4
Как только вернулся отец, поспешили сесть за стол, и нашлось по граммульке. Перед тем как выпить, отец что-то долго говорил, обращаясь к нему и чуть помахивая в такт словам зажатой в руке рюмкой, а Ивачев, немного принужденно улыбаясь, делал вид, что ему это интересно. Отец любил говорить тосты, разнообразием они не отличались, особыми вывертами не блистали и сводились, в сущности, к пожеланию здоровья и успехов да еще к выражению уверенности в том, что праздничная чаша есть необходимое возлияние богам, без которого они вовсе отвернутся от пренебрегающих ими людей. Ивачев полагал, что слова ценны постольку, поскольку в них содержится что-либо новое, неслыханное раньше; в словах же отца ничего нового не было, да и реплики матери новизной не отличались. Он делил себя между ними и растущим желанием оказаться скорее возле Веры, ел торопливо и то и дело прислушивался к нагрудному карману: там? Да, они были там, и это было, по-видимому, правильно. Как только они оказались у него в руках, что-то переменилось и в нем самом, и в окружающем. Если прежде он хладнокровно размышлял о том, что будет недурно переделать эти бирюльки, знакомые с детства, в сережки и брошь для жены (такие сережки и такую брошь, каких сам он ей никогда в жизни, видимо, не сможет купить, и, значит, она будет вынуждена обходиться без них - а разве это справедливо?), то теперь, когда запонки лежали в кармане, подобный проект представлялся дичью несусветной, и было непонятно, как мог он если не породить его, то с ним согласиться.
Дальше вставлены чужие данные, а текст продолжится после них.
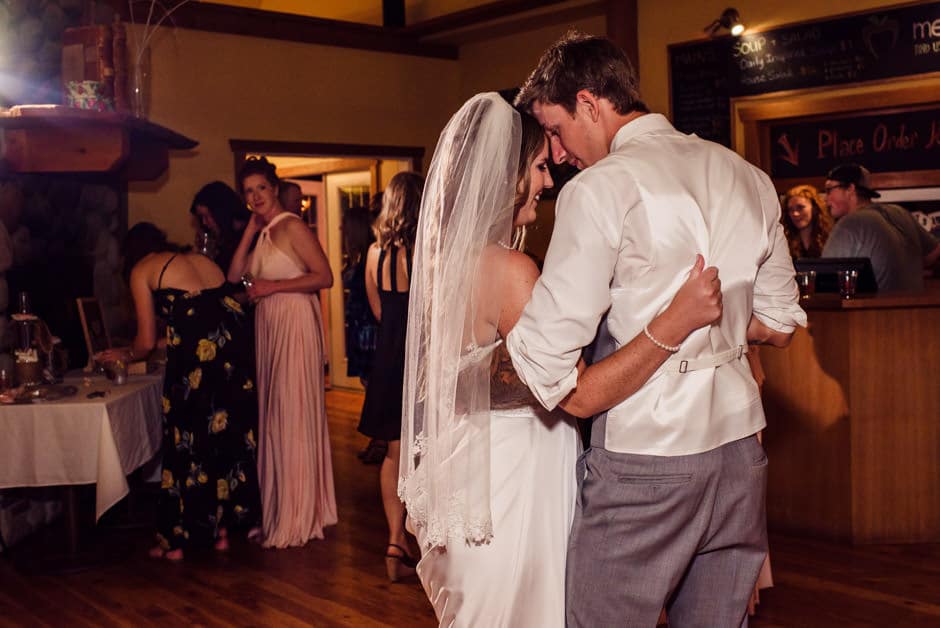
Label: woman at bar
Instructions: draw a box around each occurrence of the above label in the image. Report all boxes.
[97,222,261,560]
[780,185,832,259]
[228,157,337,548]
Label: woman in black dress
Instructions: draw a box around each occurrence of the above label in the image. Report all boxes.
[99,223,261,560]
[189,181,251,272]
[359,172,424,582]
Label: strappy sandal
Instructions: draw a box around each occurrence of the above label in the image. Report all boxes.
[385,543,418,582]
[147,545,183,563]
[213,528,228,552]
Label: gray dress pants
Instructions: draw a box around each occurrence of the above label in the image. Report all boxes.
[566,432,767,628]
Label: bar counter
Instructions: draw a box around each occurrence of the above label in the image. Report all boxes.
[761,280,940,543]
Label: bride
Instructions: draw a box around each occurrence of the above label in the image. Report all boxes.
[399,93,721,627]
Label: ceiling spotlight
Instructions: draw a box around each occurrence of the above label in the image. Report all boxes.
[705,8,744,37]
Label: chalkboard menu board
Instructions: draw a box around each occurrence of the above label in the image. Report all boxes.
[669,2,940,146]
[770,104,940,178]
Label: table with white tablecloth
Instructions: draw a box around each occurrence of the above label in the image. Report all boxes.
[0,374,163,521]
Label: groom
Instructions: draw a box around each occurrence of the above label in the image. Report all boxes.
[507,33,806,628]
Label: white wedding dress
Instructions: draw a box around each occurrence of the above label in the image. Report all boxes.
[417,344,581,628]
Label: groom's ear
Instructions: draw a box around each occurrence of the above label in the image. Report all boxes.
[574,89,601,122]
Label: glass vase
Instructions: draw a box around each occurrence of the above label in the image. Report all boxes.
[130,48,150,120]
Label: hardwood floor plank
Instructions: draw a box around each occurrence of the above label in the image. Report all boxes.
[0,390,940,628]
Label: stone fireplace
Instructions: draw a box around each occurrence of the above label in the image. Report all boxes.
[0,166,134,368]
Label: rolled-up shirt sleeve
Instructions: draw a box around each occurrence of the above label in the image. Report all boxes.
[753,173,806,334]
[506,175,624,410]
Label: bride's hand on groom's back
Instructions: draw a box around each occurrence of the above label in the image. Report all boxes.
[668,255,722,334]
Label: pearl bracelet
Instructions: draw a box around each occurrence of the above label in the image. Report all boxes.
[643,325,682,353]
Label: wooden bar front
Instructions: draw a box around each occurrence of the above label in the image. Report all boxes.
[761,281,940,543]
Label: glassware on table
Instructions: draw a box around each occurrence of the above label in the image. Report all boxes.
[196,229,215,258]
[796,270,816,300]
[839,270,858,299]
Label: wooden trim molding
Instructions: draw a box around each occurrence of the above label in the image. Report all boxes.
[228,139,424,166]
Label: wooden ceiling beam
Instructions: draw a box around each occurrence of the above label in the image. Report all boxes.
[109,0,457,59]
[402,0,567,38]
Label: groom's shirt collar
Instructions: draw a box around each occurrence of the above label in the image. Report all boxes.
[610,113,677,153]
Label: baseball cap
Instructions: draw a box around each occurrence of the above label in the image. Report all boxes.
[826,164,881,198]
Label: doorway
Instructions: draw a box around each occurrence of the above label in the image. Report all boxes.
[229,140,424,390]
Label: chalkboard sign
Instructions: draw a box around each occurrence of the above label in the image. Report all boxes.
[669,2,940,146]
[770,104,940,178]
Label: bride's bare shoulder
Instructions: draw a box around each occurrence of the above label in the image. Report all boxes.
[481,246,539,301]
[503,250,539,290]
Отец включил телевизор, и через минуту, выплыв из небытия черного экрана, разноцветные музыканты принялись резко и часто, с нерегулярными взбрякиваниями рубить что-то чавкающее в погромыхивающей лохани. Прожектор гулял по ним, как слепой по лесу, то и дело натыкаясь на очередное дерево и некоторое время ощупывая его в надежде установить, тополь это или дуб. Потом он нашарил певицу, вылепив ее лицо плоским и широким. Она стояла молча и раскачивалась с боку на бок, шевеля обтянутыми бедрами. Лицо ее становилось все более и более напряженным, и вот в какой-то одной ей известный момент она приподнялась на цыпочки и, поднеся ко рту черную фигулину микрофона, мучительно крикнула, точь-в-точь как если бы ее за миг до этого зарезали. Пела она до пота старательно и трудно, каждый звук давался ей непросто, и, глядя на нее, Ивачев подумал, что пение - это, в сущности, тяжелая работа.
- Знаешь, отец, - сказала мать, глядя на Ивачева. - Сын-то у нас совсем взрослый. Я ему твои запонки отдала.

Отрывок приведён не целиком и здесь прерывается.